Set the tone on the day

Remember that as facilitator it is almost impossible for you not to have an impact on the group:

  • If you’re open and friendly people are more likely to be the same – (but avoid the ‘I should have been a holiday rep’ vibe)
  • If you’re quiet, secretive and constantly taking notes it will make people feel uneasy and quiet.

Never scrimp on the introduction. It’s incredibly tempting to rush through this bit, especially if time is tight but I strongly advise giving it as much time as possible. This is the bit where you can put people on common ground by giving everyone a chance to say something.

Think of it like small talk – get it right and you’ll find your way to generating deeper, more meaningful conversations but get it wrong and you’ll find yourself forever chatting about the weather or some football team your granddad loosely supports and really, you know nothing about.

Never underestimate people’s natural urge to conform and be part of the norm.

It can be hugely challenging for humans to strike a balance between conforming (merging and belonging) and being individual – this fear of bucking the trend or rocking the status quo can skew results. (Experience of handling dominant/ quiet participants helps with this).
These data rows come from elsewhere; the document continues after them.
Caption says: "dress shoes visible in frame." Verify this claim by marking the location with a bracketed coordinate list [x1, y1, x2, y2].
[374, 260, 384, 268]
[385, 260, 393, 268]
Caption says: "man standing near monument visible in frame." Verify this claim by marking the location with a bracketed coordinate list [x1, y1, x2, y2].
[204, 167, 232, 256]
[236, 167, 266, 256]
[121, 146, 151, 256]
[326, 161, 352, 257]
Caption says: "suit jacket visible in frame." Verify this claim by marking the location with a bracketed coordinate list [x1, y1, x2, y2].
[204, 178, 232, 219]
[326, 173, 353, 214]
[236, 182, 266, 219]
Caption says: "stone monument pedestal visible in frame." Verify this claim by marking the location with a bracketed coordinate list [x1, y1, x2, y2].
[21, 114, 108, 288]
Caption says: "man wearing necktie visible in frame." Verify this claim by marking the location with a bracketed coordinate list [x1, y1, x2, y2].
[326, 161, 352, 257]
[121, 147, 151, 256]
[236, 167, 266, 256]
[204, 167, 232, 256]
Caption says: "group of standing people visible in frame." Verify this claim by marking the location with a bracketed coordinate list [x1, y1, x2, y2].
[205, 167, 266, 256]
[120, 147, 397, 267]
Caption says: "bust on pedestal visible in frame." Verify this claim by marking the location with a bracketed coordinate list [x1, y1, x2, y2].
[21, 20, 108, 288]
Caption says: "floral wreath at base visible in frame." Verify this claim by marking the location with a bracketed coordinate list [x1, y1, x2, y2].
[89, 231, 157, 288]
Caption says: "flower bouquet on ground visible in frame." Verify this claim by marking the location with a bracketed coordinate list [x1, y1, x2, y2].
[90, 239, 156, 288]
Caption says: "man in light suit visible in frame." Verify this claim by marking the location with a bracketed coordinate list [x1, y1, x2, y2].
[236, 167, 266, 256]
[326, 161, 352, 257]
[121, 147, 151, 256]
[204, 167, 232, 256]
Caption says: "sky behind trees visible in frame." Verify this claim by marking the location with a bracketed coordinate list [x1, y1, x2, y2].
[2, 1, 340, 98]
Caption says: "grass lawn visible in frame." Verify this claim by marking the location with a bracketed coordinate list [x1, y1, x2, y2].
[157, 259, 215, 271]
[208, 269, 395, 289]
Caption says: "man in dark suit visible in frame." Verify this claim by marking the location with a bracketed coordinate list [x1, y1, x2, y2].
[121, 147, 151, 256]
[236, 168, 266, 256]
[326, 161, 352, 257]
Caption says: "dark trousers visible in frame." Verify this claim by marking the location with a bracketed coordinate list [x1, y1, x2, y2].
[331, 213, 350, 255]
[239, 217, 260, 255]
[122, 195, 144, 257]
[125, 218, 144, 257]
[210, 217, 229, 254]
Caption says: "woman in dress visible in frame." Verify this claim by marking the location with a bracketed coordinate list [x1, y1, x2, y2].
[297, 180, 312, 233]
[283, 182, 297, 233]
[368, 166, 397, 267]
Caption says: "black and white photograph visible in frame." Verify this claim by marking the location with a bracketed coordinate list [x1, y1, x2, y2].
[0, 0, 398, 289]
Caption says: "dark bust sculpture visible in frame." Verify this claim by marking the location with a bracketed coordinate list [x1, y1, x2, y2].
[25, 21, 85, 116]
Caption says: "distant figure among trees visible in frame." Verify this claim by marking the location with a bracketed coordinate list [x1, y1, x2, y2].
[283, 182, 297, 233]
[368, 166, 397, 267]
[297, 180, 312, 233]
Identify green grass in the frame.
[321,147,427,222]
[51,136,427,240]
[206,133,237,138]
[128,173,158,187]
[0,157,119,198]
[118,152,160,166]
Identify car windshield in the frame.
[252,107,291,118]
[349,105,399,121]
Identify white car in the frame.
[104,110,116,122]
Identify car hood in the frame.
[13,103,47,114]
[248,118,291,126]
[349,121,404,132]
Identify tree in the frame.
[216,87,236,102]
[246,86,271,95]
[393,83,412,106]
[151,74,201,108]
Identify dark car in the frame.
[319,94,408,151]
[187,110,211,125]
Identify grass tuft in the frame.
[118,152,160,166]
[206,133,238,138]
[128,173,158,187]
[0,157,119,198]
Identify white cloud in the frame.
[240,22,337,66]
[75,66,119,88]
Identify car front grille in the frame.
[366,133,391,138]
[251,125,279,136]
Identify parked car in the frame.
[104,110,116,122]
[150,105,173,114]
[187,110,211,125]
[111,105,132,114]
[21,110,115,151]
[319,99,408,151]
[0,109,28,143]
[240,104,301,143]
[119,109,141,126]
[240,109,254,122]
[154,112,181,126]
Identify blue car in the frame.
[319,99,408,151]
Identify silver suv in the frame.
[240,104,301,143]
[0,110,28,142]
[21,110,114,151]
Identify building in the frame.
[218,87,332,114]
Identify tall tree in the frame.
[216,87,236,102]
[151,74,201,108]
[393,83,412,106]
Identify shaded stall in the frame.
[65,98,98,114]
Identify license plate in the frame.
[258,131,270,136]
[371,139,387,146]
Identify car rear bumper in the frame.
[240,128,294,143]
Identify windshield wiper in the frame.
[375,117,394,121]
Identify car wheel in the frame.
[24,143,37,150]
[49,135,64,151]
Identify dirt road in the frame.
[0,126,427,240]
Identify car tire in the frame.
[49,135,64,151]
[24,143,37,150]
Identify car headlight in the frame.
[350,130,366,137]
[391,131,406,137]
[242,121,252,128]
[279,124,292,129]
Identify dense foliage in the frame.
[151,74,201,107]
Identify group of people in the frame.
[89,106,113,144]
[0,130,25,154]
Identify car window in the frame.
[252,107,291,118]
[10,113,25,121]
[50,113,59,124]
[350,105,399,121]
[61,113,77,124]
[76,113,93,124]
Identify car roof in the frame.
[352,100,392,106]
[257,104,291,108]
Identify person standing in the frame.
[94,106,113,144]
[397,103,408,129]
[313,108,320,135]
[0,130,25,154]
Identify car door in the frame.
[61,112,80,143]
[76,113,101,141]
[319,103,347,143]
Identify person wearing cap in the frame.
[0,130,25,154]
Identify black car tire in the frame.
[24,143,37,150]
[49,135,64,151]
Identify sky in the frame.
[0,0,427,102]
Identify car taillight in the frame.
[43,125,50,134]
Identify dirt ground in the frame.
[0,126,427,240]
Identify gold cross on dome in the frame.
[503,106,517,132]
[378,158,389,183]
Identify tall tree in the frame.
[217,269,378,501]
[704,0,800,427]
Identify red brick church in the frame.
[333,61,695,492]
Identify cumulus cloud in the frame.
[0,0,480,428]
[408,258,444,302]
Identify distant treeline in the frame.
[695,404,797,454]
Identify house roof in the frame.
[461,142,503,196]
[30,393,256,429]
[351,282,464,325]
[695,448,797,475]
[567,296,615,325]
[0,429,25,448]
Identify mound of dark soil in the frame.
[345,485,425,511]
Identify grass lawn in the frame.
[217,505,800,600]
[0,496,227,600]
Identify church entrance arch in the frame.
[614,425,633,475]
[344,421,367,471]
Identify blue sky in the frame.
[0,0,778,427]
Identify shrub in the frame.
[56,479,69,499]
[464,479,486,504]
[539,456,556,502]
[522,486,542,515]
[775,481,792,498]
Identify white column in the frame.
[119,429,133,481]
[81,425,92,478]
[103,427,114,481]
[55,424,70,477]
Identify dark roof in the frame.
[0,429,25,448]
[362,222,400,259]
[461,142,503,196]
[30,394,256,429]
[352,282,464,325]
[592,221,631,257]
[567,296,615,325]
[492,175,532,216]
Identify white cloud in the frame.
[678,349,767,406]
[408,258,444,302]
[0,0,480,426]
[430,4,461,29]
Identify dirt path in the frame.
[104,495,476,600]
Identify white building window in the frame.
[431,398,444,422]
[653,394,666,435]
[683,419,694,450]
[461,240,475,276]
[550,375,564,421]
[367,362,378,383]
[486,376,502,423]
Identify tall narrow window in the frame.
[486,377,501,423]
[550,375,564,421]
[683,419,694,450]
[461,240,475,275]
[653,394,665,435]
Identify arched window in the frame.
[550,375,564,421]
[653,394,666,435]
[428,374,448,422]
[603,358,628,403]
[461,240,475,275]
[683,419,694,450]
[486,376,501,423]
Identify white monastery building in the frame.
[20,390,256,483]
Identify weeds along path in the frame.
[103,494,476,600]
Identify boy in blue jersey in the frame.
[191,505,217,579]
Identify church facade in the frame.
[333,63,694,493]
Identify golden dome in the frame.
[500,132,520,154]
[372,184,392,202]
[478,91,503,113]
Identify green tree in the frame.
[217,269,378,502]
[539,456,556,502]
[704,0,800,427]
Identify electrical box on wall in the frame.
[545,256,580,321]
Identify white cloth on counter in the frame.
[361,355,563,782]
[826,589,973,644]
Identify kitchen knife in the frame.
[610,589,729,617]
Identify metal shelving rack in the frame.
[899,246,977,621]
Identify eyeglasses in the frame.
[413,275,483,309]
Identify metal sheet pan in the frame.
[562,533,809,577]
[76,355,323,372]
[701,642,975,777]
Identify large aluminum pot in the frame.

Reduce this practice of conforming by spending time making people feel comfortable around each other – this will encourage people to give more honest answers.  Try this:

    • Encourage each person to say something that is a bit private/that we don’t know. In this situation people will have, consciously or not, chosen to say something that puts them in a certain light to other people in the group.
    • A participant  may have chosen to say ‘I love to ride bikes’ out of any number of things he/she could have said
    • To provoke and get a little closer to other possible answers rather than responding with ‘why do you like bikes?’ ask them why they chose to disclose that particular piece of information out of others they could have chosen.

Finally remember to always respond positively or neutrally. It as a massive privilege that people are willing to share private information with you so treat it with respect and even offer up  some of your own bits of information to show you’re serious.